Think it doesn't make sense? I'd have to agree with you. I'm struggling with something...I'm struggling with sending my 2nd-born to Kindergarten. It's sort of like she's my first to go. I'm having a very hard time letting her go.
I remember it was difficult to send Caden, but Caden had been attending some sort of schooling since he was 2. I knew school would be good for Caden. I knew he would make great strides there and learn things that I didn't have the skills (or the patience, if I'm being perfectly honest) to teach him. I was ok with sending him off....yes, even though he wasn't speaking and couldn't come home and tell me all about his day, I felt confident that he was "ready". As ready as he could be at his developmental level. (And today we met his 1st grade *sniffle* teacher - she is fabulous and he is going to have a great year!!)
And then there's Avery. Maybe it's the girl thing. Maybe it's the fact that she's my little mini-me. She's my sidekick, my big helper, my incessant chatterbox. Avery is so excited about Kindergarten. She got the teacher she wanted (and she'll tell you this). We went tonight and had a whole scavenger hunt to find the different things in her classroom, to meet her teacher and to bring her classroom supplies. She LOVED it. (I was even a suck-up and had her bring a decorated apple cookie for her teacher. I know, throw rotten tomatoes.) But the whole time I could not be excited for her. I can't seem to wrap my mind around the idea that she is going to be gone from home 3 days a week, moving to 5 full days a week by the end of the school year. I could cry about it so easily and if you know me you know I am NOT a cry-er. Avery is going to ride the big yellow bus to and from school. I have set up a set of identical twin 5th graders on her bus route to help her get to class, so she's covered there. I just can't help it - I feel like she is not ready and won't be able to handle it and cannot possibly be apart from her momma.

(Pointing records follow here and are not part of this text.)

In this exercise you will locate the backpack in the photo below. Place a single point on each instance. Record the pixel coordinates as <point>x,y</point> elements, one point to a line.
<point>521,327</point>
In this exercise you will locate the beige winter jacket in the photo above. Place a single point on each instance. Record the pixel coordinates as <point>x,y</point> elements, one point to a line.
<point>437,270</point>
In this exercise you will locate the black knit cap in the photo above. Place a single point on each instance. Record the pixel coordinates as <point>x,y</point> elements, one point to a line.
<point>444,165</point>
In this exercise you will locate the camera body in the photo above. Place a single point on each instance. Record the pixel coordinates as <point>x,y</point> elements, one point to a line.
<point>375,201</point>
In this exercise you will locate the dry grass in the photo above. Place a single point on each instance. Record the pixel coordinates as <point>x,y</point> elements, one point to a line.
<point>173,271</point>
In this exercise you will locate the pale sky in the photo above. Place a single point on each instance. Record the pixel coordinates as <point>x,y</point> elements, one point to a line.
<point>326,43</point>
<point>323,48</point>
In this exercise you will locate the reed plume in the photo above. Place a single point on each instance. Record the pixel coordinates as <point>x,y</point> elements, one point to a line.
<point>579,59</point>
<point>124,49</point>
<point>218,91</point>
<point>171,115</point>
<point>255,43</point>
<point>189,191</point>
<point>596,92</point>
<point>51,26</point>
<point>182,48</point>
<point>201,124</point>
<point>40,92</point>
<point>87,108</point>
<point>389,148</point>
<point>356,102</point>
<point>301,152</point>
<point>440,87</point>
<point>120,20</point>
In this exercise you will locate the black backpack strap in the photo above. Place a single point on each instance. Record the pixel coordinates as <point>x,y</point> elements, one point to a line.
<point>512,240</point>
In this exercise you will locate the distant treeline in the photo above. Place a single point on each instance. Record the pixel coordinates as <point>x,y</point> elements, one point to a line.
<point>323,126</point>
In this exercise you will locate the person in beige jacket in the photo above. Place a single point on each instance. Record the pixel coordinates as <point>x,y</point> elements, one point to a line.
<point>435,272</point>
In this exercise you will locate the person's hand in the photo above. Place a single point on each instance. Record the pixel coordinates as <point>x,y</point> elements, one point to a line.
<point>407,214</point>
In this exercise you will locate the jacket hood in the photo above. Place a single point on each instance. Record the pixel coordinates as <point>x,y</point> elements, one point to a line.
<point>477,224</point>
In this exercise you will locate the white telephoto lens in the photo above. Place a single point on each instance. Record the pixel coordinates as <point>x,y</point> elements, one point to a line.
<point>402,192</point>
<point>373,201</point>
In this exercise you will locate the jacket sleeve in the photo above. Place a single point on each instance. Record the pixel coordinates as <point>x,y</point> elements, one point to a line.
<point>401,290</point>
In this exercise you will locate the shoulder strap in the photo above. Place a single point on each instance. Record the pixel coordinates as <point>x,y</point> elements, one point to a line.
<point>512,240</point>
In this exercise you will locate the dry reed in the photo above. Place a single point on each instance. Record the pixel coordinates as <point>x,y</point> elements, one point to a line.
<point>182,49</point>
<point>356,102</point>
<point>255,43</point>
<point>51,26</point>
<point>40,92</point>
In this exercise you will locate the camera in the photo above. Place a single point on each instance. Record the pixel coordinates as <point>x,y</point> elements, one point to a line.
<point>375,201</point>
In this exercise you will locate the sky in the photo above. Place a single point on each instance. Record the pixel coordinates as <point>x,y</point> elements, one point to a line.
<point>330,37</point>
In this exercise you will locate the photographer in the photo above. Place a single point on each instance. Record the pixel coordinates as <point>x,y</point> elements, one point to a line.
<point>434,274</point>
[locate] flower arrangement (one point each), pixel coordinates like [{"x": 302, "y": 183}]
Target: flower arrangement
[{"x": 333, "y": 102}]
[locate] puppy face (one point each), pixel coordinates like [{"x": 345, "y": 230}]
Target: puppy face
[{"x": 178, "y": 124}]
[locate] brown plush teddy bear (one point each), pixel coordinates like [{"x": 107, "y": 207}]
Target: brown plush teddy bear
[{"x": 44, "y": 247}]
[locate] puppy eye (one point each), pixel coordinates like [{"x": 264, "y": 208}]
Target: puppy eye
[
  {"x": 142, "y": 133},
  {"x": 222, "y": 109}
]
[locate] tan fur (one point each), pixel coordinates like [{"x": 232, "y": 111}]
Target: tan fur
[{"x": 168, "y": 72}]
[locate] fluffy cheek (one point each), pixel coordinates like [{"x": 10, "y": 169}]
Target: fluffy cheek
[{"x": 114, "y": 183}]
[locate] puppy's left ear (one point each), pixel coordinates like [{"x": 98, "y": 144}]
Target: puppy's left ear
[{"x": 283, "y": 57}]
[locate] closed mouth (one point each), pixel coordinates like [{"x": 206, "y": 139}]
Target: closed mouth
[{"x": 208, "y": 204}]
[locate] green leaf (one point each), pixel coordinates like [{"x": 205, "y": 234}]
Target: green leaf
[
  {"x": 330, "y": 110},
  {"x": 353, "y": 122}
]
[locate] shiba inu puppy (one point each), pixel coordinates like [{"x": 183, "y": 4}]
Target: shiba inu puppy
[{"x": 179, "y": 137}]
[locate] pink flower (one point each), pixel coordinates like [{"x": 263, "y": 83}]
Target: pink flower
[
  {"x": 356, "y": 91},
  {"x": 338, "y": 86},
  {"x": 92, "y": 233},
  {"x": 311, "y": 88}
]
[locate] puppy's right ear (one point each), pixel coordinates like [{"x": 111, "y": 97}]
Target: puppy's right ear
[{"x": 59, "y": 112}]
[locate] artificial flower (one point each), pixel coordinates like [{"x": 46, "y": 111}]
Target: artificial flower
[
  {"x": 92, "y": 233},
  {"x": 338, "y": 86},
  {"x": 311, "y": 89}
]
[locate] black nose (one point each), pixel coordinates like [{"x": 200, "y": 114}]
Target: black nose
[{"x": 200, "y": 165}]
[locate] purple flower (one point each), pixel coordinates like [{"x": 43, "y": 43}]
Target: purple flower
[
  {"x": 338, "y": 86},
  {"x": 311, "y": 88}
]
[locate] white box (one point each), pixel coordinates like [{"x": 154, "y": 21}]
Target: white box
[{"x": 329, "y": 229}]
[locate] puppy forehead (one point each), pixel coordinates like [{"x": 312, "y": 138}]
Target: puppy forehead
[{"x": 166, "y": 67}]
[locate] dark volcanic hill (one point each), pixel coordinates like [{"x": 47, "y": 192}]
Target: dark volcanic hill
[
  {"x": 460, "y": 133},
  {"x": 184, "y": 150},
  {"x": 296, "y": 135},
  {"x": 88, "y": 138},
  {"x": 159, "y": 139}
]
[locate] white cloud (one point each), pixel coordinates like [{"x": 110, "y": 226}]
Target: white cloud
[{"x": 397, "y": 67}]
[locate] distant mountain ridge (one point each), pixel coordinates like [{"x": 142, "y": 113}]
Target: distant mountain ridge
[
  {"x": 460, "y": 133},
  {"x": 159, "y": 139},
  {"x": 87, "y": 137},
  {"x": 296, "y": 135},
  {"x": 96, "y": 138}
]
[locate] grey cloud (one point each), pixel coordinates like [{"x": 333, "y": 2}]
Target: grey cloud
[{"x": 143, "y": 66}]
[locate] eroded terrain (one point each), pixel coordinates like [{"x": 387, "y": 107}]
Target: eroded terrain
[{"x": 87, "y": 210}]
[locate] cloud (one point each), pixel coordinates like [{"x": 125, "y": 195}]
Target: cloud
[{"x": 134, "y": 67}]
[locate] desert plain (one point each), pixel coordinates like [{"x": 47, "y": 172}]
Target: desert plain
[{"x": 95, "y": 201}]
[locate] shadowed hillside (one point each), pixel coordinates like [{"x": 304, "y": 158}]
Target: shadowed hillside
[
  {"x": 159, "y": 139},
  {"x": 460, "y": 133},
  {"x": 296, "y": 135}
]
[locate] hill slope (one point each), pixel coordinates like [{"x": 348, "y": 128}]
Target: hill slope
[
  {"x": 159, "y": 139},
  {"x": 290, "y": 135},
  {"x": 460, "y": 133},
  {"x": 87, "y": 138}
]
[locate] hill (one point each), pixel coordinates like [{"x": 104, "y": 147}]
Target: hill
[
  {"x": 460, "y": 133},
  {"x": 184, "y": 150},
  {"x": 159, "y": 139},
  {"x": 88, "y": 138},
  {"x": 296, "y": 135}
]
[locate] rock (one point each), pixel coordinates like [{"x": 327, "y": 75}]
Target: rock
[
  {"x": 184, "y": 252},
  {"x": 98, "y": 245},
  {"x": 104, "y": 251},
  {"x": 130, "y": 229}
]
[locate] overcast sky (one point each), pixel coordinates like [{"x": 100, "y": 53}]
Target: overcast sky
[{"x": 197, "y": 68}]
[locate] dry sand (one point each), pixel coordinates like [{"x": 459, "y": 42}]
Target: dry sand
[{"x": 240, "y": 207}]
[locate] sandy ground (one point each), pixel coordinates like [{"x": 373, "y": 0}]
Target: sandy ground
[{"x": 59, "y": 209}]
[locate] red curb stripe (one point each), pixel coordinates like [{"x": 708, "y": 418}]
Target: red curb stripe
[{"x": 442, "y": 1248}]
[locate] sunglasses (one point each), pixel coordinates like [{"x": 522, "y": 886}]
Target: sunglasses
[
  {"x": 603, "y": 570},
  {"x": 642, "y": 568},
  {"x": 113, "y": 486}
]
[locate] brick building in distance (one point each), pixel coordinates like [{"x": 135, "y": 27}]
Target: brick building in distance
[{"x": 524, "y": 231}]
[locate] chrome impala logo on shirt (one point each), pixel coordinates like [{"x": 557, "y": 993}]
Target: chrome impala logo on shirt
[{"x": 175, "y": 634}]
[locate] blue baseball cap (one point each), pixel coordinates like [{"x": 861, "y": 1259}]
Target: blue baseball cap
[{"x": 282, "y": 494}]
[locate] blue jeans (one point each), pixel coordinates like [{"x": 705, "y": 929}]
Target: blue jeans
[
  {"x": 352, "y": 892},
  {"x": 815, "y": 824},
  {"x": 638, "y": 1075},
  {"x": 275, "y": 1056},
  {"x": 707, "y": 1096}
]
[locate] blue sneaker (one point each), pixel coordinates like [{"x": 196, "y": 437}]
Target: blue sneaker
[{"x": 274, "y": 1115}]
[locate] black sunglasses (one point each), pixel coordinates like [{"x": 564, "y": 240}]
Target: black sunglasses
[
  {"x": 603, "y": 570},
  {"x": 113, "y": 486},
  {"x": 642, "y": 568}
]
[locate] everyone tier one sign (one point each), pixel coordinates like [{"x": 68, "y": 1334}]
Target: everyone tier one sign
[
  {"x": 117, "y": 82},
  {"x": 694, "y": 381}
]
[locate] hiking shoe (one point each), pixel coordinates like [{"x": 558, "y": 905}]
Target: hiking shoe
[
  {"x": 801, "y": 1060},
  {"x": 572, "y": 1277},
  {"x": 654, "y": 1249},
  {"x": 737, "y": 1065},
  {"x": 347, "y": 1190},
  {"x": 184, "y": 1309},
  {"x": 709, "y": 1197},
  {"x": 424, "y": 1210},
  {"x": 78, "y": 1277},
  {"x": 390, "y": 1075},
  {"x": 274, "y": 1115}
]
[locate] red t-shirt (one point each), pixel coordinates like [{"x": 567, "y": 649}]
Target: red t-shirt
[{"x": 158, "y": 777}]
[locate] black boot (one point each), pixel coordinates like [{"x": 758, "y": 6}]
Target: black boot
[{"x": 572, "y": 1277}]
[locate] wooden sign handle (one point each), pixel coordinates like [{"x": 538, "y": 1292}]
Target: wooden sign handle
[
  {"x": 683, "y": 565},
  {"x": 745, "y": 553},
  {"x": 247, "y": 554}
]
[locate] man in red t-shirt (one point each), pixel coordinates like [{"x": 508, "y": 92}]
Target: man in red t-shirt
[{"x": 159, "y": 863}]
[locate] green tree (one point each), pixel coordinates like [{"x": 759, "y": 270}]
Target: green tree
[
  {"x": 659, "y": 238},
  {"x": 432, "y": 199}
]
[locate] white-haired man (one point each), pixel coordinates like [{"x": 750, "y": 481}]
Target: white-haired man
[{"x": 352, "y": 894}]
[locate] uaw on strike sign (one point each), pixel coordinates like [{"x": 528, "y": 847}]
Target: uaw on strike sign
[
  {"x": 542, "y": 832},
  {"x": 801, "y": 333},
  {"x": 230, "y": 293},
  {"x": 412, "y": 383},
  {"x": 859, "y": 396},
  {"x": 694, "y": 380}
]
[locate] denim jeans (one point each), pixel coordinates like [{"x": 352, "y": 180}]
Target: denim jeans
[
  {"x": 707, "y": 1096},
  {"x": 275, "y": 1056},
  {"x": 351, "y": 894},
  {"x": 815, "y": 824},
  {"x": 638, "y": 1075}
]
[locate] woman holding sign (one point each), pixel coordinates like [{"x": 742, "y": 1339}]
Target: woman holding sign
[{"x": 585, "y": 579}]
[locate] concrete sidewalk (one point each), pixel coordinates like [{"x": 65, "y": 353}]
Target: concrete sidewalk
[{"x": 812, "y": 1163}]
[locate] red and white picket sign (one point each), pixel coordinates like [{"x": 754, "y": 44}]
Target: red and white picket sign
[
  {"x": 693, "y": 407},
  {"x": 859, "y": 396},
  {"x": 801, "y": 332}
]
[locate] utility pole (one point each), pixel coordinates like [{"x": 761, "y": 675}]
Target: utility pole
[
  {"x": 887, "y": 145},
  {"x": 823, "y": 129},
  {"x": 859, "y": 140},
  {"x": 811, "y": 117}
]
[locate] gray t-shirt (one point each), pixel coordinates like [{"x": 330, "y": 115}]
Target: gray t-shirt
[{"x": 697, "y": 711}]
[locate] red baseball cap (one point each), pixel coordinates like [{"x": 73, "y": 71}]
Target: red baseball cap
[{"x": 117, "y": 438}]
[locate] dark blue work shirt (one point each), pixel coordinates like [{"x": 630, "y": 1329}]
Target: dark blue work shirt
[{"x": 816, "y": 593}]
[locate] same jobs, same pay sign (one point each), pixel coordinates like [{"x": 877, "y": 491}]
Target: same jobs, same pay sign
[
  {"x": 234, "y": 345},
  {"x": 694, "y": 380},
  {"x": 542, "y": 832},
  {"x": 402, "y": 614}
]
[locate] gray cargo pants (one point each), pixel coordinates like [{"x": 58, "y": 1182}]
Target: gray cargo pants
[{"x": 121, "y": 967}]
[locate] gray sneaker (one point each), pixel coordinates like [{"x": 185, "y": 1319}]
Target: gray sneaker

Perhaps this is one of the greatest downfalls of being a stay at home mom. Perhaps it's just me. Either way, I think Monday is going to be harder on Tena than on Avery. Yes, I am looking forward to having "just" 3 kids here at home during the day, but no one can talk to me or argue with me (efficiently, that is - Declan sure tries but his vocabulary consists of "noo!" "mine!") or otherwise bug the tar out of me at every turn. Honestly, I don't even know what to say. I'm positive it's going to be ok but my heart feels heavy at the same time. I'll miss her! She's growing up...right before my very eyes and quite literally without my permission. Bittersweet.